ValueError: This solver needs samples of at least 2 classes in the data, but the data contains only one class: 0.0
Asked Answered
C

6

18

I have applied Logistic Regression on train set after splitting the data set into test and train sets, but I got the above error. I tried to work it out, and when i tried to print my response vector y_train in the console it prints integer values like 0 or 1. But when i wrote it into a file I found the values were float numbers like 0.0 and 1.0. If thats the problem, how can I over come it.

lenreg = LogisticRegression()

print y_train[0:10]
y_train.to_csv(path='ytard.csv')

lenreg.fit(X_train, y_train)
y_pred = lenreg.predict(X_test)
print metics.accuracy_score(y_test, y_pred)

StrackTrace is as follows,

Traceback (most recent call last):

  File "/home/amey/prog/pd.py", line 82, in <module>

    lenreg.fit(X_train, y_train)

  File "/usr/lib/python2.7/dist-packages/sklearn/linear_model/logistic.py", line 1154, in fit

    self.max_iter, self.tol, self.random_state)

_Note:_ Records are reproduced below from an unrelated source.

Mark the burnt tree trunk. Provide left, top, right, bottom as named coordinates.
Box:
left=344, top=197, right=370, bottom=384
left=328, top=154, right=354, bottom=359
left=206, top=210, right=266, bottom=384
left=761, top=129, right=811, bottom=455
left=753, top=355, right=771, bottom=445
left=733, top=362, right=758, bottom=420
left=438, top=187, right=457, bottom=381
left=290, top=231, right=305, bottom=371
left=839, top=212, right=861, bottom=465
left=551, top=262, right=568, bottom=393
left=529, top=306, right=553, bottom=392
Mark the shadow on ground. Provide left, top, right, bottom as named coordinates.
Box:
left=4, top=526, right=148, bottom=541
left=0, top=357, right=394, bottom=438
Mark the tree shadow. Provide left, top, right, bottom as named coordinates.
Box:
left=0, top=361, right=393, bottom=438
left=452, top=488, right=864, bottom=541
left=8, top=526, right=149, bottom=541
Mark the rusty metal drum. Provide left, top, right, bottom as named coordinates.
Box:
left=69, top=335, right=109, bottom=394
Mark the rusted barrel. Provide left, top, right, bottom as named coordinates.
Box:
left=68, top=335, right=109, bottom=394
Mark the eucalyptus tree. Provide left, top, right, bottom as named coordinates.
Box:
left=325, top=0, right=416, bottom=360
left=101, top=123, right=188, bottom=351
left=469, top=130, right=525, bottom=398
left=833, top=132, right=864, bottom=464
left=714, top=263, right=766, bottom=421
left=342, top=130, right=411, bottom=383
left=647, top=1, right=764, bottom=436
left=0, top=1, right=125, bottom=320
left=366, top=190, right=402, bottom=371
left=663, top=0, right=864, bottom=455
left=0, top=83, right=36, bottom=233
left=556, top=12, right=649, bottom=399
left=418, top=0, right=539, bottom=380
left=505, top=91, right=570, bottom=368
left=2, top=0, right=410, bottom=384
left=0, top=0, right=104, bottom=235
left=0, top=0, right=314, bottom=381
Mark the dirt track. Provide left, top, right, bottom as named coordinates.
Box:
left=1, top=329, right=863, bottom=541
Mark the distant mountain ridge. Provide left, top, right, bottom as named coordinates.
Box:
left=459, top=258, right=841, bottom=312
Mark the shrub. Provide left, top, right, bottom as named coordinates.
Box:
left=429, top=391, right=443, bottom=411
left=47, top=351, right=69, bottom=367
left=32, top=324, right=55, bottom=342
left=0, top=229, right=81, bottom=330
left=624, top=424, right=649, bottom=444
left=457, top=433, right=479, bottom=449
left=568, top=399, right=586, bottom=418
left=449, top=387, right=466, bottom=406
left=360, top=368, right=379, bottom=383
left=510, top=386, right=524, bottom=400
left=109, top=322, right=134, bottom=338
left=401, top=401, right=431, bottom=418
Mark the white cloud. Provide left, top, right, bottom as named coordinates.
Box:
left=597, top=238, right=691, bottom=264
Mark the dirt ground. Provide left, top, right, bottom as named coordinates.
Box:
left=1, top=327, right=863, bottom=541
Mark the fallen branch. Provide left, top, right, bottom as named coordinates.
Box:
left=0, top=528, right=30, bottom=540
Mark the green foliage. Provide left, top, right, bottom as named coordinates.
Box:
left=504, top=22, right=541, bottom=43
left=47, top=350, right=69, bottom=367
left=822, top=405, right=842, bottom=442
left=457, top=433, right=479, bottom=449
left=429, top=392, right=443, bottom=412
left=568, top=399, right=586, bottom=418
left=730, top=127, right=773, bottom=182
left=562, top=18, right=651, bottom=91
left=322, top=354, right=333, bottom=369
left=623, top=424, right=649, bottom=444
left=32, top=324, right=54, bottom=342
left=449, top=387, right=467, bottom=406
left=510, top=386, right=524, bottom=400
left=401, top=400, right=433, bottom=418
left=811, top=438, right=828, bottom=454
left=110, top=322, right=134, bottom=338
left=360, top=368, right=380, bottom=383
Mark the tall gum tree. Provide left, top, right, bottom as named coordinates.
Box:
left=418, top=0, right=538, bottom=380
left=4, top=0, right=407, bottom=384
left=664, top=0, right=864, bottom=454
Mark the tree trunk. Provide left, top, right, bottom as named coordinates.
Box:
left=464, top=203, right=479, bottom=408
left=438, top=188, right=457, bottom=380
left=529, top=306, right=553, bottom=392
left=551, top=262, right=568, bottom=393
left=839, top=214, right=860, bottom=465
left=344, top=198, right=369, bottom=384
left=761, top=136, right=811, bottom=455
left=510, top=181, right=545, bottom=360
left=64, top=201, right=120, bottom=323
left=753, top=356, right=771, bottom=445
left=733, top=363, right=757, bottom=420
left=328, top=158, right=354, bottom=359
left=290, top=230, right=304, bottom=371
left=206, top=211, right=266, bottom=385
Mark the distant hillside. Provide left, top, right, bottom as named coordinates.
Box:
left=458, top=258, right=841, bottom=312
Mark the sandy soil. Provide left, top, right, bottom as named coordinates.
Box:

  File "/usr/lib/python2.7/dist-packages/sklearn/svm/base.py", line 885, in _fit_liblinear

    " class: %r" % classes_[0])

ValueError: This solver needs samples of at least 2 classes in the data, but the data contains only one class: 0.0

Meanwhile I've gone across the link which was unanswered. Is there a solution.

Contour answered 10/11, 2016 at 10:6 Comment(1)
Some remarks: (1) LogisticRegression is classification, not really regression. So you need classes (2) Y should consist of classes. Either a 1d-boolean-array for each sample marking the class with a 1, or one number for each sample with the class (e.g. 5 classes -> of number of (0,1,2,3,4). (3) Y needs to be of integral-type -> no floats! (4) Check your y_train!European
S
23

The problem here is that your y_train vector, for whatever reason, only has zeros. It is actually not your fault, and its kind of a bug ( I think ). The classifier needs 2 classes or else it throws this error.

It makes sense. If your y_train vector only has zeros, ( ie only 1 class ), then the classifier doesn't really need to do any work, since all predictions should just be the one class.

In my opinion the classifier should still complete and just predict the one class ( all zeros in this case ) and then throw a warning, but it doesn't. It throws the error in stead.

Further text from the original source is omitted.